Please--there are people working on this. I will send them this thread so they can follow it but I am concerned that an unapproved foster home could be a disaster for his dogs. Not all people out there are trustworthy. Someone recently STOLE a puppy they were fostering for a local rescue.


----------



## gsd&mal crazy1 (May 22, 2008)

CampPappy,
we would all be in the guessing game with that. as long as it would take him to find another home. we know how long that can take. also he is on social security and no employment, so that adds to his toughness with the situation. he is really stuck in a rut. so who knows. who ever fostered should be looking at the possibility that it will be a forever thing. i'm going to try to get to see the dogs and see how social they are. he said they have only been with him and have not had much socialization. they bark at neighbors and all. 
i asked him how his neighbors would vouch for him and his dogs and he said they would just say he's the man with the big dogs they are scared of.


----------



## BowWowMeow (May 7, 2007)

> Originally Posted By: gsd&mal crazy1CampPappy,
> we would all be in the guessing game with that. as long as it would take him to find another home. we know how long that can take. also he is on social security and no employment, so that adds to his toughness with the situation. he is really stuck in a rut. so who knows. who ever fostered should be looking at the possibility that it will be a forever thing. i'm going to try to get to see the dogs and see how social they are. he said they have only been with him and have not had much socialization. they bark at neighbors and all.
> i asked him how his neighbors would vouch for him and his dogs and he said they would just say he's the man with the big dogs they are scared of.

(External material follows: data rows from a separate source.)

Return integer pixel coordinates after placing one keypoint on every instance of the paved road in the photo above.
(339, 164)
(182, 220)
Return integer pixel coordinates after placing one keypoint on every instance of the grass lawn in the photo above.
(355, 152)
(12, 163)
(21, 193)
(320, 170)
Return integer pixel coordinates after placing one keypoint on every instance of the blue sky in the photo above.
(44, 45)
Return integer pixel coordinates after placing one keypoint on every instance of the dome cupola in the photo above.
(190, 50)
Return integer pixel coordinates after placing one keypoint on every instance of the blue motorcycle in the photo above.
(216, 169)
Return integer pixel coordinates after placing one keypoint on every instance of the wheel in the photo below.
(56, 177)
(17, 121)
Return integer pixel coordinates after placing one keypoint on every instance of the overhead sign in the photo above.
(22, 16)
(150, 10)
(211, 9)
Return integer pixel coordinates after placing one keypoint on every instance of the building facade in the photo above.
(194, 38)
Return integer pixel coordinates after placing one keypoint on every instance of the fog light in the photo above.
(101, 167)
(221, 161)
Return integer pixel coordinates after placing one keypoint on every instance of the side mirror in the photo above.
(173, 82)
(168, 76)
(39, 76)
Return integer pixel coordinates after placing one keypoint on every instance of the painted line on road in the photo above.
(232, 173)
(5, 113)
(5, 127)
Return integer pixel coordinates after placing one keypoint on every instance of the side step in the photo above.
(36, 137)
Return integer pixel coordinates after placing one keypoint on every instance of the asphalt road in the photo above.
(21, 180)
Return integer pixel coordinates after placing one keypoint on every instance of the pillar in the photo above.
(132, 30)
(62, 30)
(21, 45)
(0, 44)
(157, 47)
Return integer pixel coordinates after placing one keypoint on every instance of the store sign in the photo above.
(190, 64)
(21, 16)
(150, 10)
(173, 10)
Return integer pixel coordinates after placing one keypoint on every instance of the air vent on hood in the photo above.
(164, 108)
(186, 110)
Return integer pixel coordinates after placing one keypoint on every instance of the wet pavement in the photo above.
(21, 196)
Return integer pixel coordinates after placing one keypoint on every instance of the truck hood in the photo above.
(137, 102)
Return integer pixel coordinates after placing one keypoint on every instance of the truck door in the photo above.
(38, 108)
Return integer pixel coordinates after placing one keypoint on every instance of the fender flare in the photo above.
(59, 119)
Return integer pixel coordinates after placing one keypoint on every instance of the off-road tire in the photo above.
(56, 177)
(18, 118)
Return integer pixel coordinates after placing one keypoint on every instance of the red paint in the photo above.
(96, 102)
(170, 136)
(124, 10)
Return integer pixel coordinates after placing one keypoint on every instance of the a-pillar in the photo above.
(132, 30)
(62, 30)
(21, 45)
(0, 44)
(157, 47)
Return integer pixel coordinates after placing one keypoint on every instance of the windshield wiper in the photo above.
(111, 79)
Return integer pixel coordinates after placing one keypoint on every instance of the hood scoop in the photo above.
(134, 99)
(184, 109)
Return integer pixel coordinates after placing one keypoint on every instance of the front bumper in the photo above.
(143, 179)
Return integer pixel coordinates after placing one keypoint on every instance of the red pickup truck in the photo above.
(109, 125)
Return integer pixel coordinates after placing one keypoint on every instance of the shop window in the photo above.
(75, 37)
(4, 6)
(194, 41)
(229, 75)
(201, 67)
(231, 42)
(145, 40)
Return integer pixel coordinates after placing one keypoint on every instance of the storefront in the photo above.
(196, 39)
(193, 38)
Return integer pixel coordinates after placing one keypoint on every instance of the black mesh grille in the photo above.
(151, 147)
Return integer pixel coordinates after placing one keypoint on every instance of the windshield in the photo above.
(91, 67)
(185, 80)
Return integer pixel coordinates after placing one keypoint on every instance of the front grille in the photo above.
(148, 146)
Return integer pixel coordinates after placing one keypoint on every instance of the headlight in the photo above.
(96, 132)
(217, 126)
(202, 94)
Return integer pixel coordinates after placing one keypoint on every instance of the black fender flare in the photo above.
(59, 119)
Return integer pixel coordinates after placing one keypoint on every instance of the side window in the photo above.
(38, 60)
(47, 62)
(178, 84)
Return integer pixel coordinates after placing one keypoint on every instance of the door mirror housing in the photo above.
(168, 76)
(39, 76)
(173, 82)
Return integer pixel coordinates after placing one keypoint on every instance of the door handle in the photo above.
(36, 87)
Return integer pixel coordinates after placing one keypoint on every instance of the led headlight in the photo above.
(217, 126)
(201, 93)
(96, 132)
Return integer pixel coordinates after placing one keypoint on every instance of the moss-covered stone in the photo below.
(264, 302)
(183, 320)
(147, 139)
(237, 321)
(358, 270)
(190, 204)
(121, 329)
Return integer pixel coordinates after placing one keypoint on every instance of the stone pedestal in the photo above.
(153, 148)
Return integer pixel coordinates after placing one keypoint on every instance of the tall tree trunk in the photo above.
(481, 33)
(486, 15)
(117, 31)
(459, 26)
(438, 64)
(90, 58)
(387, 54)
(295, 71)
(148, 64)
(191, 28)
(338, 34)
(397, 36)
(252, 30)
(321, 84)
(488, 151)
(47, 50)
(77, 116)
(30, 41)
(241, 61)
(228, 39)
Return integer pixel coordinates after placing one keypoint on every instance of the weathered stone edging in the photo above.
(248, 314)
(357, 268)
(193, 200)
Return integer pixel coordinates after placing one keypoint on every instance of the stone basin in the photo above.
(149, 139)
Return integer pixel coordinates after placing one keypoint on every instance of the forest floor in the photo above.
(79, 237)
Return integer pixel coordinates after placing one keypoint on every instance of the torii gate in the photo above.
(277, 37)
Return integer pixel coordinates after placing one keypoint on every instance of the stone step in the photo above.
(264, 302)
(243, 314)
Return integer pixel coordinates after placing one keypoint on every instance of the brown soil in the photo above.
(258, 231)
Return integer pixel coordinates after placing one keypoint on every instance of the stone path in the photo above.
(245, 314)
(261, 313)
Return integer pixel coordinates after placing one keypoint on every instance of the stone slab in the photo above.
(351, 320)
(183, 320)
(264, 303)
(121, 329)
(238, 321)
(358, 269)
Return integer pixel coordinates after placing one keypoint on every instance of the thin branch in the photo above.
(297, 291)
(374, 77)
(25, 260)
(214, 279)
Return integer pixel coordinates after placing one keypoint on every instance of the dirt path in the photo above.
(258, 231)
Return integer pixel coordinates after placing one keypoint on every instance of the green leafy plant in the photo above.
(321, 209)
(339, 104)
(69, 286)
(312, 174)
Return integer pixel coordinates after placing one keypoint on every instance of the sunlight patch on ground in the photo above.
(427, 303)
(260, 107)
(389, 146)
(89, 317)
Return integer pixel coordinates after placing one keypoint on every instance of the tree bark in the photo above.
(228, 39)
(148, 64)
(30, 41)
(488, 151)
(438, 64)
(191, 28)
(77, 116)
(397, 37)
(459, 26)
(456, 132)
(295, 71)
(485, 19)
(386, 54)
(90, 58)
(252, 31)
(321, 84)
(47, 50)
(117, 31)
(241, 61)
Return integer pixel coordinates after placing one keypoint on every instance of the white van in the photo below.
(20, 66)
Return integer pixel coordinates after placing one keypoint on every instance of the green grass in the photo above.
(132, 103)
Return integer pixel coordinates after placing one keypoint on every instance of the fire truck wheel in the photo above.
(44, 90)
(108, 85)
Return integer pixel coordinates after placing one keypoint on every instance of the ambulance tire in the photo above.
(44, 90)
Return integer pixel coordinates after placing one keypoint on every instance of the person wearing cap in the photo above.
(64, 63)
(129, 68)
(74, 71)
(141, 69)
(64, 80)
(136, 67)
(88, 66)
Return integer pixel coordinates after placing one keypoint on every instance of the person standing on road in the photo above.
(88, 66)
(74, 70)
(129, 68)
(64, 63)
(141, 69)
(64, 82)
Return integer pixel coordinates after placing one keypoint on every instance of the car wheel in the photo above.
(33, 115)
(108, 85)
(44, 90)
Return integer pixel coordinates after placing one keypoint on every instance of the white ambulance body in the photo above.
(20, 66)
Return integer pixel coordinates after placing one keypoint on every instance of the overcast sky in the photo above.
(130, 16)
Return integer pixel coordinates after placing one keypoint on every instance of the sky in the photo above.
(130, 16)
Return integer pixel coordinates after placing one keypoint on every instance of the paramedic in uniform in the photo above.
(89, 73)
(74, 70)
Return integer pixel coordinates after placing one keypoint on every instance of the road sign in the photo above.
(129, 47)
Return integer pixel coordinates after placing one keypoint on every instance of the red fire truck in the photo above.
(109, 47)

Again, I know how heartbreaking this is and that you want to help but _please do not be tempted to take on these dogs yourself_, either as a foster or just to help him. I know how much you love gsds and that you really feel for Randy but there are two rescues trying to help out right now. I'm sure things will not move fast enough for anyone but they are aware of the situation and actively working on it.


----------



## gsd&mal crazy1 (May 22, 2008)

well please have them contact this man and let him know this. he calls me which is o.k. but i am feeling the need to help him. he knows some woman named Mary called him and said she is going to help but he does not really know what anyone is trying to do for him. please have some one call him and leave him with a number that he can contact them at. 
thanks.


----------



## BowWowMeow (May 7, 2007)

*Re: BUFFALO, NY-M&F, 9 & 11*

Here is an update from the pres of Buffalo Humane who is trying to help this man:

"Two GSDs are living with a
gentleman in his one-bedroom apartment here in Buffalo and the man's NYC
landlord wants them out. Unfortunately they are 9- and 11-yrs old. I called
the landlord and asked him to give us some time to work to see what could be done. It looks like we have about 3 weeks tops. These dogs WILL be
euthanized (as too old and not adoptable) if they go to a shelter. I'm going
to go check out the situation and the dogs further. I'm hoping that, if the
current owner seems good and responsible with the dogs, we may be able
either to (a) put him in touch with legal aid (the guy is on disability) to
advise him of his renter's rights (which I think are being violated here),
or (b) to try to find him alternative housing within his means. "


----------



## Myamom (Oct 10, 2005)

*Re: BUFFALO, NY-M&F, 9 & 11*

So very very sad. Thank you again for keeping up on this!


----------



## gsd&mal crazy1 (May 22, 2008)

*Re: BUFFALO, NY-M&F, 9 & 11*

yeah thanks for the update. so the youngest dog is 9 and not 6 huh. wow. that's really unfortunate that they would be put down. let me know if there is anything i can do. i am pretty close.


----------



## daniella5574 (May 2, 2007)

*Re: BUFFALO, NY-M&F, 9 & 11*

Has there been any word on these two?


----------



## BowWowMeow (May 7, 2007)

*Re: BUFFALO, NY-M&F, 9 & 11*

I will ask for an update.


----------



## gsd&mal crazy1 (May 22, 2008)

*Re: BUFFALO, NY-M&F, 9 & 11*

still no update on this man and his 2 gsd's ?


----------



## dd (Jun 10, 2003)

*Re: BUFFALO, NY-M&F, 9 & 11*

Update??

dd


----------